Tip Top has replaced plastic bag tags with 100 per cent recyclable tags on the packaging of its bread in Victoria and New South Wales.
The sustainable bag tags are made from 100 per cent recycled cardboard and are available on shelves across VIC and NSW now. They originally launched in South Australia in November 2020 and are a part of Tip Top’s push to have all of its packaging made out of 100 per cent recyclable, reusable or compostable materials by 2025.
The move will eventually eliminate 400 million pieces of single-use plastic every year as the sustainable bag tags continue to roll out across Australia and New Zealand.
Graeme Cutler, Director of Sales and CSR Lead at Tip Top ANZ, said moving to more sustainable packaging is “simply the right thing to do”.
“We want to be proactive, rather than wait for our customers to ask us to address our waste. And, when it comes to working together as a nation to eliminate single-use plastics, we want to be part of the solution, rather than part of the problem.”
Cutler says that the sustainable bag tags were developed with rigorous testing and they promise no compromise on freshness or taste.
“Customers can expect to be provided with the same Tip Top quality — freshly baked every day — that millions of Australians have enjoyed since the bakery began in 1958.”
Following on from its debut in South Australia, the initiative will remove almost 100 million tags across the three states, potentially removing 35 tonnes of plastic tags from entering waste streams.
Tip Top encourages consumers to recycle their cardboard tags in kerbside recycling bins by tucking the tag securely inside other paper or cardboard products, such as an envelope or paper bag, giving them the best chance of being recycled into a new product rather than being sent to landfill.
According to figures from the Department of Agriculture, Water and the Environment, Australians consume roughly 3.5 million tonnes of plastics annually and Australian households are the largest contributors to this waste.
“Small pieces of plastic such as bread tags are problematic in recycling and waste streams,” adds Rebecca Gilling, Deputy CEO of Planet Ark.
“For this reason, Planet Ark is pleased to see Tip Top designing out waste by replacing plastic bread tags with a circular solution made from 100 per cent recycled cardboard. When recycled correctly, the cardboard will be used again, closing the recycling loop and keeping resources in use.”
The Australian government has plans to phase out “problematic and unnecessary plastics” by 2025, the Victorian Government has committed to ban certain single-use plastic items by February 2023, while the NSW Government has plans in place to phase out these plastics from next year.

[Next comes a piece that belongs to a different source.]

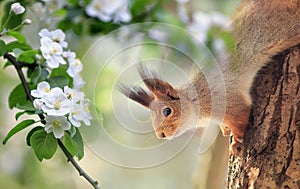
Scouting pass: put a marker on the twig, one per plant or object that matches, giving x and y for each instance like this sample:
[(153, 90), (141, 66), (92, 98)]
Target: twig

On top of the Australia-wide rollout of the cardboard tags planned to take place over the next two years, the sustainable bread tags are just the first of a series of packaging innovations under the company’s ‘Feeding Aussie families more sustainably’ vision, including addressing recycling confusion by updating packaging with the Australasian Recycling Label.
“It’s part of the bigger picture for us,” says Cutler. “Our goal is that by 2025, all Tip Top packaging will be 100 per cent recyclable, reusable, or compostable, to help us close the loop on waste.